Imran Khan had claimed that the move to topple his government was the result of an American conspiracy. His allegation was based on a diplomatic cable received from Pakistan embassy in Washington in which it was reported about a meeting with U.S. Assistant Secretary of State for South and Central Asia Affairs Donald Lu. This cable had reportedly said that Donald Lu warned that Imran Khan’s continuation in office would have repercussions for bilateral relations. The U.S. was said to be annoyed with Imran Khan over his ‘independent foreign policy’ and visit to Moscow. Khan alleged the opposition, colluded with the United States to unseat him, and declared the new setup as “Imported Government”.
Q: Apparently the Pakistani army supports close ties with America rather than Russia. Given the army’s long role in Pakistani politics, do you see any attempt by the army to remove Imran Khan?
A: Although foreign policy of Pakistan has always been considered as pro-Western and it was more highlighted when Pakistan joined SEATO and CENTO and later on the Afghan War, Pakistan was expecting that by pro-Western policy it can attract Western and American support against India but Pakistan has always been disappointed in this regard. Such disappointment is setting trends of civil and military leadership of Pakistan towards the U.S. However, domestic trends of civil-military relations are quite different because of the unique political culture of Pakistan.
Director-General of Inter-Services Public Relations (ISPR) Major General Babar Iftikhar has recently said that the Pakistan Army has nothing to do with politics and martial law will never be imposed in Pakistan.
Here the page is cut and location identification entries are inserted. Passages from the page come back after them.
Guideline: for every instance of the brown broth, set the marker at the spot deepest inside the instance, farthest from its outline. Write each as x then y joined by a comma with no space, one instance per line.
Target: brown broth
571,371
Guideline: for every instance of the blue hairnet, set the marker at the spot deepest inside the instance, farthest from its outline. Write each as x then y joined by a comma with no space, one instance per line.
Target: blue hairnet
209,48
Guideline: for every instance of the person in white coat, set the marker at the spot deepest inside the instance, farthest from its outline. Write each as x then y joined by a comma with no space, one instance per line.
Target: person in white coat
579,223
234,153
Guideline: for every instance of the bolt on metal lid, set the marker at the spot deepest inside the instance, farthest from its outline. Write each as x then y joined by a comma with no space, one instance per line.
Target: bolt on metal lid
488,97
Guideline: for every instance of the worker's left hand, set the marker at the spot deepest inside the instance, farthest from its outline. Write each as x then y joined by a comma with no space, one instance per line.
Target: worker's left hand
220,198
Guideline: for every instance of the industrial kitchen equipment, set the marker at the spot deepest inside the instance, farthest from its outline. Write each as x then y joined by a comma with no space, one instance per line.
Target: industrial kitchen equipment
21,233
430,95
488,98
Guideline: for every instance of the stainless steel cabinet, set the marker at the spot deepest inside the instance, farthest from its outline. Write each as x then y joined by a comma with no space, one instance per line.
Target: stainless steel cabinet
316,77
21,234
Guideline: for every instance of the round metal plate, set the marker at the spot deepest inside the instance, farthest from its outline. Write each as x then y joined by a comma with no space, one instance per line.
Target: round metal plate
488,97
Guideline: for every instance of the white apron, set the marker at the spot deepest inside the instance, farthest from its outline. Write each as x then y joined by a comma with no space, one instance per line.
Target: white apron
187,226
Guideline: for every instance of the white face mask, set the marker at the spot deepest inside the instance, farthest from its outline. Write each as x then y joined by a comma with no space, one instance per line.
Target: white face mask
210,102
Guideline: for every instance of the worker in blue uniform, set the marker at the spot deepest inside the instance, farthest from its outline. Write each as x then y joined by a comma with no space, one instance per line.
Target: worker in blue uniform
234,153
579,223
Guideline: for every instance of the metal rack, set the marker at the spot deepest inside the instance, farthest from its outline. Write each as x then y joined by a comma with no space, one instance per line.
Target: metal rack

He further added that the United States never asked for bases in Pakistan. However, if such a request had been made, it would have been rejected.
Q: How do you assess the situation of the post-Imran Khan government?
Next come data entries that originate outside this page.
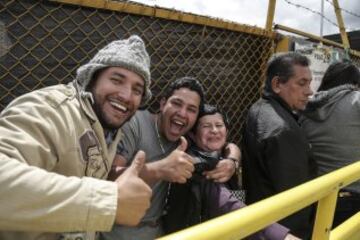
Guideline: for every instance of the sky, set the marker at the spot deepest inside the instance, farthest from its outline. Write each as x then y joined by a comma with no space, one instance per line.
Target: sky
254,12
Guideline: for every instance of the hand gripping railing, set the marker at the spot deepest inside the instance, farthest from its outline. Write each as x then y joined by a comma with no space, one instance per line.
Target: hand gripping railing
244,222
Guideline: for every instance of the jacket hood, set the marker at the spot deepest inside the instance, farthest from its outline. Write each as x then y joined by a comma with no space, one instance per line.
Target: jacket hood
323,103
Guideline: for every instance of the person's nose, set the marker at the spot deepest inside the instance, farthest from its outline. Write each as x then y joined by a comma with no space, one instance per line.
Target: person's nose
182,112
214,129
309,91
124,93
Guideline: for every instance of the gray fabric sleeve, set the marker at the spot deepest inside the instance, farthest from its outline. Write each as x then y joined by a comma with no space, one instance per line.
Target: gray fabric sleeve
129,145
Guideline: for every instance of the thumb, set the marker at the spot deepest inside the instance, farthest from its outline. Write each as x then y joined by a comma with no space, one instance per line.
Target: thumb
183,144
137,163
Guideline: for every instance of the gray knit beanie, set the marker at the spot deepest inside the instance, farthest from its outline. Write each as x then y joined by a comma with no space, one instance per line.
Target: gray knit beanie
128,53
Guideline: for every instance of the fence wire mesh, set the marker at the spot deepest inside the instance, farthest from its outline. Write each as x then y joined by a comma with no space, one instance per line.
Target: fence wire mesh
43,43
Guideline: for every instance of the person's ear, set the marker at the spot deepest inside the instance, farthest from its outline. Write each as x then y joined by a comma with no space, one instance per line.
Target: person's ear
276,84
162,104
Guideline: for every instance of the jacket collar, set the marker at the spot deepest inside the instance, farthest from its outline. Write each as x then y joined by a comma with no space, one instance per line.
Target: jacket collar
271,96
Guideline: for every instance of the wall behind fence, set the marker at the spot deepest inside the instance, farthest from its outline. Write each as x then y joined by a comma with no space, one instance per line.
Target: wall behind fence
43,43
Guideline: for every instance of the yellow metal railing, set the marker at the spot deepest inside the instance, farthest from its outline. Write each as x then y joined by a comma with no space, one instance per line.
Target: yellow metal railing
244,222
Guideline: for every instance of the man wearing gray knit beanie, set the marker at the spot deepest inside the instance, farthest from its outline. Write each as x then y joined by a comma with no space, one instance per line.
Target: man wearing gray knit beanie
55,142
A: Imran Khan has declared the new setup as “Imported Government” and announced that his party will not accept it. He and his party members also resigned from membership of the Parliament and they have started street politics. This trend can pose serious challenges to the new government which is already confronting different and sometimes diverse strategies of allied parties. Moreover, economic issues are also very critical and the two biggest economic challenges facing Pakistan at the moment are high inflation and fast depleting foreign exchange reserves. Similarly, damage to Pakistan’s foreign policy should also be addressed by the new government.
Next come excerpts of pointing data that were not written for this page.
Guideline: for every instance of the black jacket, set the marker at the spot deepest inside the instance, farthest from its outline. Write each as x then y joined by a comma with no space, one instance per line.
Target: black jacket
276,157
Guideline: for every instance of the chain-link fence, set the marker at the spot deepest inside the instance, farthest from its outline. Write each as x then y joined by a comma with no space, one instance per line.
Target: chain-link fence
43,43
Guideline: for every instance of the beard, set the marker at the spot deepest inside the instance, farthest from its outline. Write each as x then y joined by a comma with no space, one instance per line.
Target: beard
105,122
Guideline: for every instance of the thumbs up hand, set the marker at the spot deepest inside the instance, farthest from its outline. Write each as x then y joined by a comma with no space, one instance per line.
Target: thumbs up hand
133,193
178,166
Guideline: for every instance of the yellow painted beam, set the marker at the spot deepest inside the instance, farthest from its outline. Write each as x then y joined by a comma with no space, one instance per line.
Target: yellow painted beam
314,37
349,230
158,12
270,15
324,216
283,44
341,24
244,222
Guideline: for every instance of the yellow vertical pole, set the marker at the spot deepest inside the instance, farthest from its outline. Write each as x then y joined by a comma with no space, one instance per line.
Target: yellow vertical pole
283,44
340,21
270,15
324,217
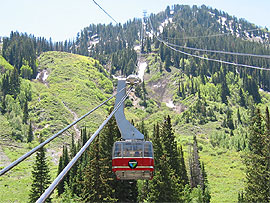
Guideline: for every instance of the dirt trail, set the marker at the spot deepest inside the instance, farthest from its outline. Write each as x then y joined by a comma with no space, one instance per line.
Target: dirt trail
42,76
4,160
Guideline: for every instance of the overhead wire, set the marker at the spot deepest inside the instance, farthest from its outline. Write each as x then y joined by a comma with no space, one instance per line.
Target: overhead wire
220,52
54,184
202,57
138,64
16,162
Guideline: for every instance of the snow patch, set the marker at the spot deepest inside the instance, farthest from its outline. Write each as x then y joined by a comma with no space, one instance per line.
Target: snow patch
142,67
137,48
42,76
170,104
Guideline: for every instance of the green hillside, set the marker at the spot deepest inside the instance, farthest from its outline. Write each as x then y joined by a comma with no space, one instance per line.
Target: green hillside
214,102
74,84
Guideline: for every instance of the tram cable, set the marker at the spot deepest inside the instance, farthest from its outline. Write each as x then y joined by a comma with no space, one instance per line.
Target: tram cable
213,35
51,188
219,52
13,164
202,57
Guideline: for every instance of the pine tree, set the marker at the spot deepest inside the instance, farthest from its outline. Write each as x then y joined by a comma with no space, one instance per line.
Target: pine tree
92,181
256,160
196,178
25,112
30,135
40,176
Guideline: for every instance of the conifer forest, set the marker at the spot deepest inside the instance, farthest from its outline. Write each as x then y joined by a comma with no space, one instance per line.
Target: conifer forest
203,102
Q: What do you think about the fate of prime ministers in Pakistan’s history?
A: No prime minister has finished full constitutional five-year tenure in Pakistan’s 75-year history and now this trend has extended with the removal of Imran Khan, who claimed that there was a U.S.-led conspiracy to remove him because of his refusal to stand with Washington on different issues. On different occasions, prime ministers have been removed under a multiple conditions, including direct military coups, corruption charges, and forced resignations due to infighting in governing groups even assassination, etc. I believe till the time Pakistan is economically weak, political instability and foreign intervention cannot be avoided.